PostGIS is a spatial extension for the PostgreSQL relational database. It adds geometry and geography column types, spatial indexing, and a large library of SQL functions for measuring, transforming, and relating spatial features. With PostGIS, a standard SQL database becomes a full-featured spatial engine that handles vector data (and, via raster support, grids) at scale.

Why it matters

For teams beyond single-file workflows, PostGIS provides a central, multi-user spatial store with transactional integrity, fine-grained queries, and performance that file formats cannot match.

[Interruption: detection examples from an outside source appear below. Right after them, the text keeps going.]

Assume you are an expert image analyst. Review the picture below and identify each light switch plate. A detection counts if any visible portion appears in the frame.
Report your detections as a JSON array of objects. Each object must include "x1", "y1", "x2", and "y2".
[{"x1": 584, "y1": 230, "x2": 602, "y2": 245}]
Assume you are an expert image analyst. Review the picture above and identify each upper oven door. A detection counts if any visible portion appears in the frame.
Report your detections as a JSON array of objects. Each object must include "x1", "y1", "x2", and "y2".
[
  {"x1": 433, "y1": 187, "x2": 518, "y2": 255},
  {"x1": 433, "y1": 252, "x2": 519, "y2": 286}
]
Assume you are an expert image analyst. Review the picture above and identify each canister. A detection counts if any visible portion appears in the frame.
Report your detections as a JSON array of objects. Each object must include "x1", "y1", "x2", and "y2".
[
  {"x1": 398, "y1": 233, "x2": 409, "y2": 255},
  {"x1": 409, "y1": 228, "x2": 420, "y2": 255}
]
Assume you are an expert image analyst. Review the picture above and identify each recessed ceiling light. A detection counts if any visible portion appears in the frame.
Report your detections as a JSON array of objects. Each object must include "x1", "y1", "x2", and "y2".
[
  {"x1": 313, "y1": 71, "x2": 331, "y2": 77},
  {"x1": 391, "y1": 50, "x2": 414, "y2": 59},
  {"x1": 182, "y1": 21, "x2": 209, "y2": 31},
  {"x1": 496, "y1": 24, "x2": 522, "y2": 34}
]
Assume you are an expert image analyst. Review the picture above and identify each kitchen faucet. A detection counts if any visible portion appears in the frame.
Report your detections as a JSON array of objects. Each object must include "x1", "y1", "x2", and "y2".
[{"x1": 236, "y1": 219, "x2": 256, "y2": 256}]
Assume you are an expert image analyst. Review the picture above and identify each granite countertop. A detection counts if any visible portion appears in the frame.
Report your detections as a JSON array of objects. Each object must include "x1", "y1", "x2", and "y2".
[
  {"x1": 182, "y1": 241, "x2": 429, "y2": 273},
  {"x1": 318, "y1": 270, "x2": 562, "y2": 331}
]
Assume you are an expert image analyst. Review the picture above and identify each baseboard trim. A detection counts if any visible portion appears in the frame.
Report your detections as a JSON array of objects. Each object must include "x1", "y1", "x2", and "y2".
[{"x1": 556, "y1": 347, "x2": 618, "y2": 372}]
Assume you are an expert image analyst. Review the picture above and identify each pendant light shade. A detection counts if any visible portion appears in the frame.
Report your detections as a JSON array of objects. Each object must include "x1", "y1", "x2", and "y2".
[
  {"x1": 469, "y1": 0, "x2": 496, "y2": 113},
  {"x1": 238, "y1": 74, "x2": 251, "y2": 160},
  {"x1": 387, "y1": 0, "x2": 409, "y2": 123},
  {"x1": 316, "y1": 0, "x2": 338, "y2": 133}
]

It powers web-mapping backends (serving vector tiles and GeoJSON), enforces data quality through SQL constraints, and lets analysts run spatial joins and overlays directly in the database rather than loading everything into desktop GIS.

Concrete example

Reproject and measure in one query:

SELECT name, ST_Area(ST_Transform(geom, 32631)) AS area_m2 FROM units;

Here ST_Transform reprojects geometries to UTM Zone 31N (EPSG:32631) so ST_Area returns square metres. A spatial (GiST) index created with CREATE INDEX ON units USING GIST (geom); makes bounding-box filters and joins fast.

Common pitfall

Confusing the geometry and geography types. geometry does planar (flat) math in whatever CRS the SRID specifies, so areas and distances are only correct in a suitable projected CRS. geography computes true distances on the ellipsoid in metres but supports fewer functions and is slower. Also, ST_SetSRID only labels a geometry's CRS; it does not move coordinates, whereas ST_Transform actually reprojects them.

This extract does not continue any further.